Then, $f_{0}=\Delta _{0}/\Delta =132/1210=0.1091$ , $f_{1}=88/1210=0.0727$ , $f_{2}=22/1210=0.0182$ . Applying this filter to $A$ gives

${\begin{aligned}f_{t}*A_{t}=\left[0.1091,\;0.0727,\;0.0182\left]*\right[1,\;-2,\;3\right]\\=0.1091,0.0727,0.0182\\-0.2182,\;-0.1454,\;-0.0364\\0.3273,0.2181,0,0546\\=0.1091,-0.1455,0.2001,0.1817,0.0546.\end{aligned}}$

Normalizing the wavelet to make the first element equal to +1, we get the wavelet

${\begin{aligned}\left[1,-1.3336,1.8341,1.6654,0.5005\right],\end{aligned}}$

which is far from $[1,\;0,\;0,\;0]$ , the rms difference between the two wavelets being 1.43. Thus, it appears that we cannot shape the maximum-phase wavelet $A$ to get $\delta (t)$ .

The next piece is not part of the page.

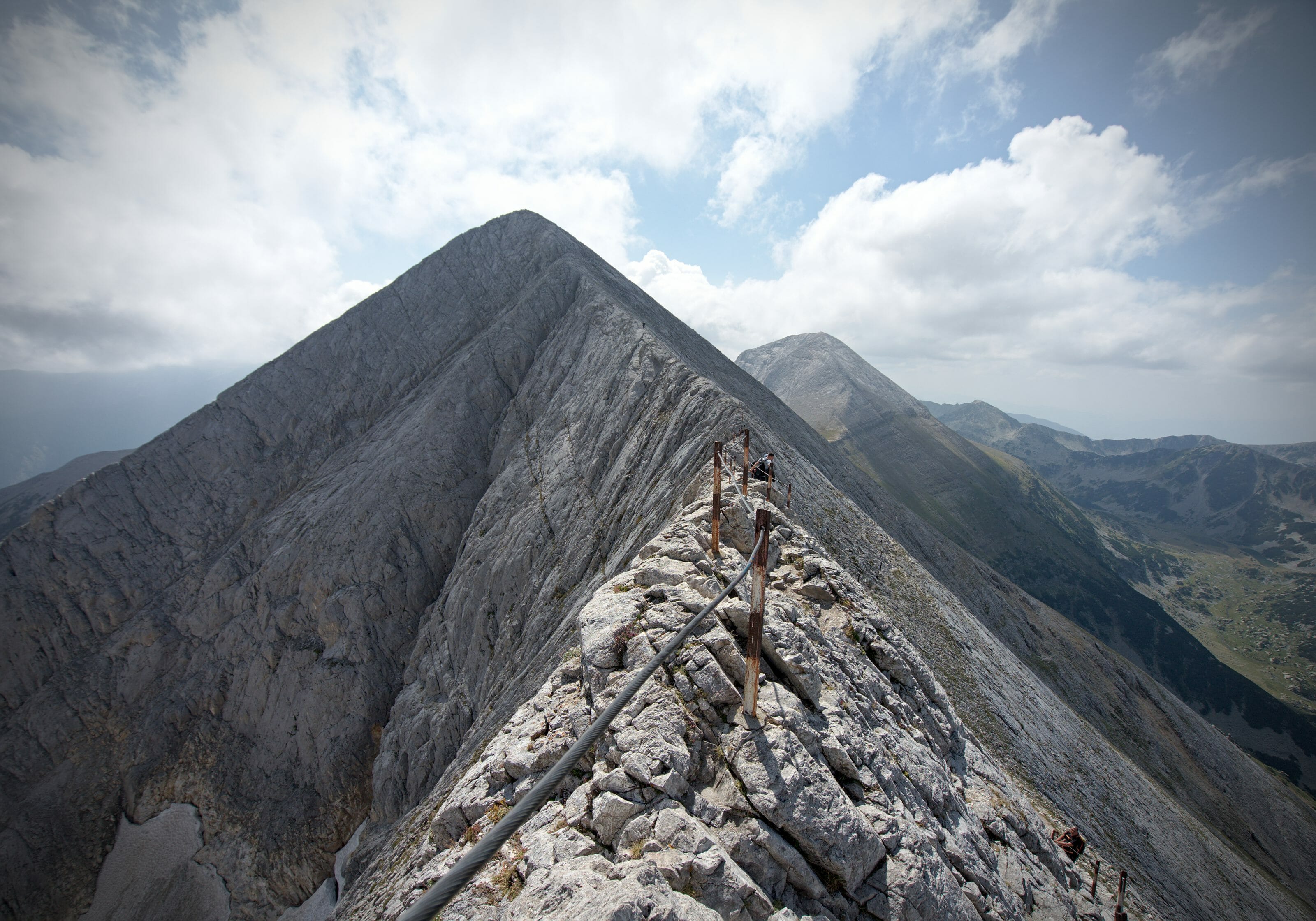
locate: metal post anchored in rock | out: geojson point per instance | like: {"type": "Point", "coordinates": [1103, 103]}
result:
{"type": "Point", "coordinates": [757, 591]}
{"type": "Point", "coordinates": [745, 469]}
{"type": "Point", "coordinates": [718, 495]}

Shaping wavelet $B[3,\;-2,\;1]$ into $[1,\;0,\;0]$

Using wavelet $B$ , we get the following values for $\phi _{gg}(\tau )$ and $\phi _{gh}(\tau )$ :

${\begin{aligned}\phi _{gg}(0)=14;\phi _{gg}(1)=-8,\phi _{gg}(2)=3;\phi _{gh}(0)=3;\phi _{gh}(1)=0;\phi _{gh}(2)=0.\end{aligned}}$

The normal equations now become

${\begin{aligned}14\;f_{0}-8f_{1}+3f_{2}&=3,\\-8f_{0}+14f_{1}-8f_{2}&=0,\\3f_{0}-8f_{1}+14f_{2}&=0.\end{aligned}}$

Proceeding as before,

$\Delta =1210$ from calculation for wavelet A;

${\begin{aligned}\Delta _{0}=\left|{\begin{array}{ccc}{3}&{-8}&{3}\\{0}&{14}&{-8}\\{0}&{-8}&{14}\end{array}}\right|=3(14\times 14-8\times 8)=396;\\\Delta _{1}=\left|{\begin{array}{ccc}{14}&{3}&{3}\\{-8}&{0}&{-8}\\{3}&{0}&{14}\end{array}}\right|=-3(-8\times 14+8\times 3)=264;\\\Delta _{2}=\left|{\begin{array}{ccc}{14}&{-8}&{3}\\{-8}&{14}&{0}\\{3}&{-8}&{0}\end{array}}\right|=3(8\times 8-14\times 3)=66.\end{aligned}}$

The solution is

${\begin{aligned}f_{0}=396/1210=0.3273,f_{1}=264/1210=0.2182,f_{2}=66/1210=0.0545.\end{aligned}}$

Applying the filter [0.3273, 0.2182, 0.0545] gives

${\begin{aligned}f_{t}*B_{t}&=\left[0.3273,\;0.2182,\;0.0545\left]*\right[3,\;-2,\;1\right]\\&=0.9819,0.6546,0.1635\\&\qquad \qquad -0.6546,\;-0.4364,\;-0.1090\\&\qquad \qquad \qquad \qquad 0.3273,0.2182,0.0545\\&0.9819,0.,\quad 0.0544,0.1092,0.0545.\end{aligned}}$

Normalizing the first value to 1 gives

${\begin{aligned}f_{t}*g_{t}=[1,0,0.056,0.114,0.056],\end{aligned}}$

which is close to the desired wavelet of $[1,\;0,\;0]$ beause $B$ is minimum-phase. The rms difference from the desired output is 0.069.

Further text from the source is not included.